Tensions between the Rector, Canon George Kovoor — a former Principal of Trinity College, Bristol — and the vestry of St Paul’s, Darien, emerged last year over ecclesiology and his leadership style, and, this year, lay leaders changed the locks of the church to keep him out (News, 22 June).
The Bishop, the Rt Revd Ian Douglas, ordered the two sides to seek to reconcile this summer in a ruling known as a “godly judgment”. A statement from the diocese of Connecticut this week, however, said that lay leaders had refused to “participate in reconciliation efforts”, and the church had now been put under the direct authority of the Bishop.
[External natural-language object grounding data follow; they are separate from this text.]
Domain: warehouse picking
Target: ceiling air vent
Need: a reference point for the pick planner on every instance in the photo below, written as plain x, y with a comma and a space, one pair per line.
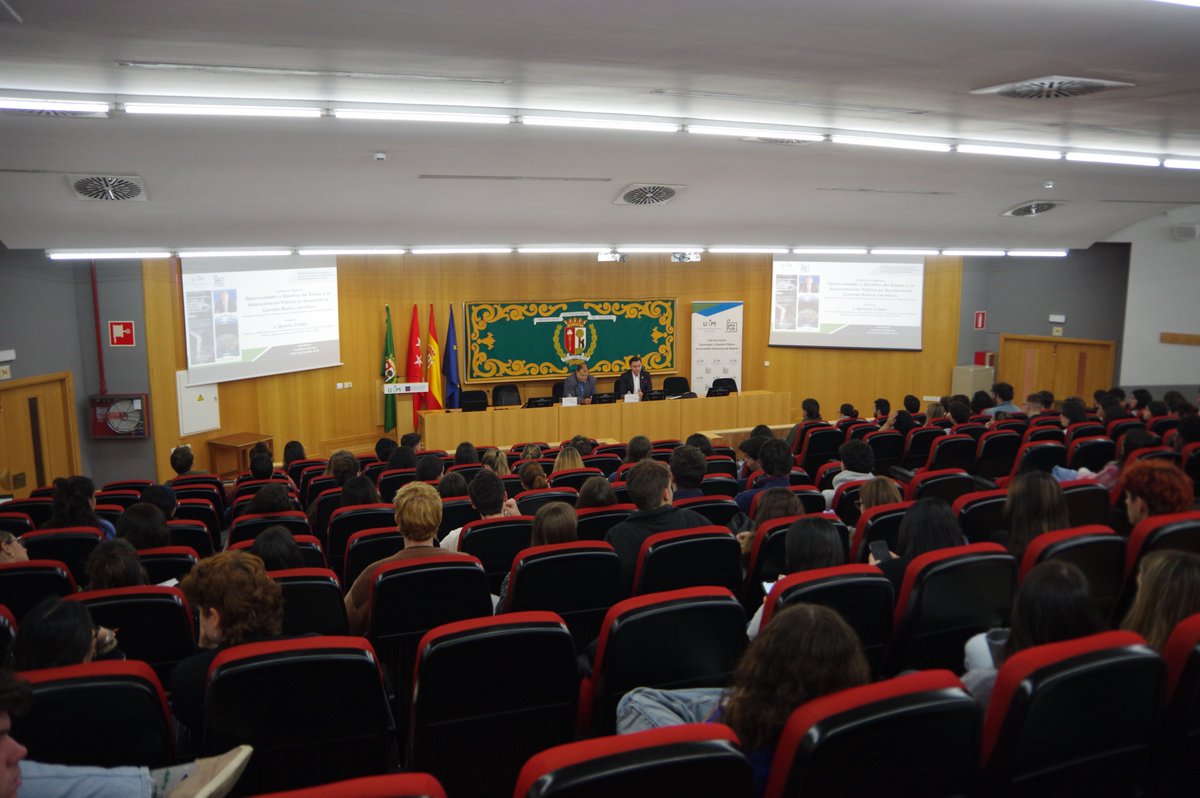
1051, 87
107, 187
1032, 208
646, 193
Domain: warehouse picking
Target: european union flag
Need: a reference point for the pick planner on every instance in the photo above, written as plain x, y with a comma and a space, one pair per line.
450, 364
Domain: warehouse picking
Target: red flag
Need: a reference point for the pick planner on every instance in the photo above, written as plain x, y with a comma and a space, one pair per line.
433, 367
415, 365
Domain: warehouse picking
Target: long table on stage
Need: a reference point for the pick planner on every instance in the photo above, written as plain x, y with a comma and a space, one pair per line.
504, 426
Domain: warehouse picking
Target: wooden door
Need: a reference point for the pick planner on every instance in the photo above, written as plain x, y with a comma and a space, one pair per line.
39, 438
1066, 366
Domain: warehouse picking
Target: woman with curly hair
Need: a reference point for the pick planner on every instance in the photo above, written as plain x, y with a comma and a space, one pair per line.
237, 603
804, 653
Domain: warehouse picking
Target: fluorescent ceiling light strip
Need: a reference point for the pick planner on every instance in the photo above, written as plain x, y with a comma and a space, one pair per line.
423, 117
124, 255
461, 250
78, 106
748, 250
659, 249
564, 250
352, 251
601, 124
754, 132
894, 143
1011, 151
198, 109
233, 253
1113, 157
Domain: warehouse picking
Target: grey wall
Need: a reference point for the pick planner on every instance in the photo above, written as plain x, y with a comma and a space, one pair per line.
1087, 287
46, 315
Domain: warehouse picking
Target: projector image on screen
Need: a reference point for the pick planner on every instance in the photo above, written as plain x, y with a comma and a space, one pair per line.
256, 317
846, 305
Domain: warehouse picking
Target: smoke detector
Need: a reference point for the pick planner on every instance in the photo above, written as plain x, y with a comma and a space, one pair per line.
646, 193
1053, 87
107, 187
1032, 208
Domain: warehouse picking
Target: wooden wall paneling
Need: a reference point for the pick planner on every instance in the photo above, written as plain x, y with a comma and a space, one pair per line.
307, 407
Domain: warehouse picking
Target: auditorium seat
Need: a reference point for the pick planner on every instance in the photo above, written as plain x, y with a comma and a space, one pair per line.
393, 785
683, 558
166, 563
106, 714
529, 502
312, 601
996, 453
679, 639
687, 760
249, 527
67, 545
155, 623
981, 514
315, 709
718, 509
577, 581
861, 594
411, 597
915, 735
1095, 550
593, 523
489, 694
948, 595
495, 543
24, 585
1055, 726
881, 522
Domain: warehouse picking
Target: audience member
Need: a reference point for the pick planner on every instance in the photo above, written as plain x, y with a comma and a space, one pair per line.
553, 523
277, 549
1053, 605
453, 484
804, 653
487, 496
1035, 505
775, 460
237, 603
809, 544
649, 490
143, 526
595, 492
418, 517
1168, 592
1155, 487
688, 467
75, 505
162, 497
928, 526
115, 564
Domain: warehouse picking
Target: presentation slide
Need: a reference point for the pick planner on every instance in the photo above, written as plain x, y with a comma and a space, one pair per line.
259, 316
846, 305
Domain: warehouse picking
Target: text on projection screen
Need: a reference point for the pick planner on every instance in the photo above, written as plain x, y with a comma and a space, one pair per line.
846, 305
259, 316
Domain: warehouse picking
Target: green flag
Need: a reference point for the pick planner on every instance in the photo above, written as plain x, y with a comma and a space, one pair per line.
389, 376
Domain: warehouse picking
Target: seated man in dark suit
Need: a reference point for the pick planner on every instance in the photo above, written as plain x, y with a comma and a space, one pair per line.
580, 384
635, 381
651, 489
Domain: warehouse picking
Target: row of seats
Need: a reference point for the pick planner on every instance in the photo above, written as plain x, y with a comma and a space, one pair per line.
495, 705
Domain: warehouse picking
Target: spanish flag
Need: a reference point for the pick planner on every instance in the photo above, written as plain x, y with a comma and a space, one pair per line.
433, 366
The statement said: “While Canon Kovoor faithfully and completely undertook those steps, the vestry refused to co-operate with the godly judgment. Rather, the vestry cut off Canon Kovoor’s salary, tried to evict him from his home, which St Paul’s owns, and filed a lawsuit against him accusing him of fraud and seeking to nullify the Letter of Agreement.”
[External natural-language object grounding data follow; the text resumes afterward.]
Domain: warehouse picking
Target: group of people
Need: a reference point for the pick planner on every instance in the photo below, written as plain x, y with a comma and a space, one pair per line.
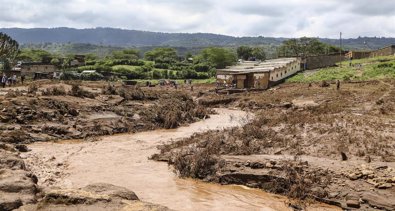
12, 80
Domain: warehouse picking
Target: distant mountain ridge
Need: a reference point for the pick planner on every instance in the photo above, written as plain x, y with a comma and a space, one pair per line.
133, 38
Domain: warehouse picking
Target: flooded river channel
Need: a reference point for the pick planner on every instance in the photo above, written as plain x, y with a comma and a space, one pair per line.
122, 160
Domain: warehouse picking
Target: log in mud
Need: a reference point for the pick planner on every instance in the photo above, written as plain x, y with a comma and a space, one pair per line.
123, 160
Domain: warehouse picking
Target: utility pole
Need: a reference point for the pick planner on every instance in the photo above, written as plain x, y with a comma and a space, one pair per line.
341, 51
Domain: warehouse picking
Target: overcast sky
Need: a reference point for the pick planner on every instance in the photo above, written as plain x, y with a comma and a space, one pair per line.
278, 18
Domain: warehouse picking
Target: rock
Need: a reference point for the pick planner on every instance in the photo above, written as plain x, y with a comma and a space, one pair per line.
9, 203
368, 159
353, 203
384, 185
98, 197
366, 172
324, 84
136, 117
333, 194
379, 201
344, 156
354, 176
112, 191
21, 148
73, 112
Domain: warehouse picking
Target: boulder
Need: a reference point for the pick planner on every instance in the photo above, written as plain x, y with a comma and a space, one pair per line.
98, 197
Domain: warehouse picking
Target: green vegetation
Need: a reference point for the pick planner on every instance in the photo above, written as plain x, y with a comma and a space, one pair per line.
8, 51
305, 46
363, 69
251, 53
159, 63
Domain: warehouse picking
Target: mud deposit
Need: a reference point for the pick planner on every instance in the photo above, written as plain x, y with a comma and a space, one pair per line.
307, 141
122, 160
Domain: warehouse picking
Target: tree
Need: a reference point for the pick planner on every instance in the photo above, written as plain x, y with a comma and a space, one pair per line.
8, 50
129, 54
259, 53
244, 52
217, 57
34, 55
304, 47
162, 55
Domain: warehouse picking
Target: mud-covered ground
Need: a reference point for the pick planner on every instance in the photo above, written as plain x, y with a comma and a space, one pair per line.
50, 111
308, 141
71, 111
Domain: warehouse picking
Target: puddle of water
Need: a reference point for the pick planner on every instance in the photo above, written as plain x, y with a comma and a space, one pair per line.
123, 160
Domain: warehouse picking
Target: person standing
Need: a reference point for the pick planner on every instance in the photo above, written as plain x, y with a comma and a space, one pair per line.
4, 80
22, 79
14, 79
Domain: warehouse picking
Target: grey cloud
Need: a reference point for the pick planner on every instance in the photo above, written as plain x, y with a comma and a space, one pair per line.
287, 18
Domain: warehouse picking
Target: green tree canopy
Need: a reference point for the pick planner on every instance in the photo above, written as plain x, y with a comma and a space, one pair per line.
259, 53
129, 54
305, 46
162, 55
248, 53
8, 50
217, 57
244, 52
34, 55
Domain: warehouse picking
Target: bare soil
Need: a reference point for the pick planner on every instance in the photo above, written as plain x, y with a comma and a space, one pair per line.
306, 142
50, 111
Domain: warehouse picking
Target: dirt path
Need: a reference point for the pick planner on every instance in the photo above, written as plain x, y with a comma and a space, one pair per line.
123, 160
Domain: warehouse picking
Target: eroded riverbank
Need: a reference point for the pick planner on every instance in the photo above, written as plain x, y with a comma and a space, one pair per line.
123, 160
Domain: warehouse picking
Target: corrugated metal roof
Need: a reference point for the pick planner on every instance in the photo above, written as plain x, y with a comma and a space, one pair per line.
257, 67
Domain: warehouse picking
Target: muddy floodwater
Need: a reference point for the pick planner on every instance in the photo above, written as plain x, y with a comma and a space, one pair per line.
122, 160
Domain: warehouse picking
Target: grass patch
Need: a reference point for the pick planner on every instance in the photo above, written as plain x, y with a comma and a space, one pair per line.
362, 69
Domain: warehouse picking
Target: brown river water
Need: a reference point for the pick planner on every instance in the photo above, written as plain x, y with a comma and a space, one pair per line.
123, 160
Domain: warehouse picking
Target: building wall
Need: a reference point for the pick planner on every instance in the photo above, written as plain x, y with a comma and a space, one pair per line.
284, 72
387, 51
358, 54
315, 62
31, 69
261, 80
The judgment by the highest governing body of the Episcopal Church in Connecticut, its Annual Convention, changes the status of St Paul’s from a parish to a worshipping community. This means that the church is now under the “direct and exclusive supervision and control” of the Bishop.
Bishop Douglas said that it was the first time that he had had to take such action against a vestry, and that such a move was extremely rare, but there had been “decades of tyranny” by the vestry of St Paul’s against previous Rectors, and a number of members, in particular, “control and bully the vestry”.
Speaking last week, he said: “The difference is, this time, that there was a Rector who was willing to fight the decades-old tyranny of a vestry that was unwilling to give in on any position for the sake of reconciliation in Jesus.”
At the heart of the dispute between Canon Kovoor and the vestry, he said, was the fact that the Rector had been trying to bring the parish — which was under delegated episcopal pastoral oversight owing to different views from the diocese on sexuality — closer to the diocese once again.
“The former vestry has disparaged Canon Kovoor, and used any means necessary, including trying to evict him from the rectory in a vindictive way. It is true that he would rather be an evangelist than a pastor, but he knows he needs to work on that, and has been doing that. He is being incredibly faithful”.
He said that the diocese was willing to support the congregation of St Paul’s and Canon Kovoor for at least a year while they tried to build up the congregation of the church. “It’s a reboot while we see what the Holy Spirit will bring about,” he said.
Canon Kovoor, who is also a Chaplain to the Queen, was appointed Rector of St Paul’s, Darien, in 2016.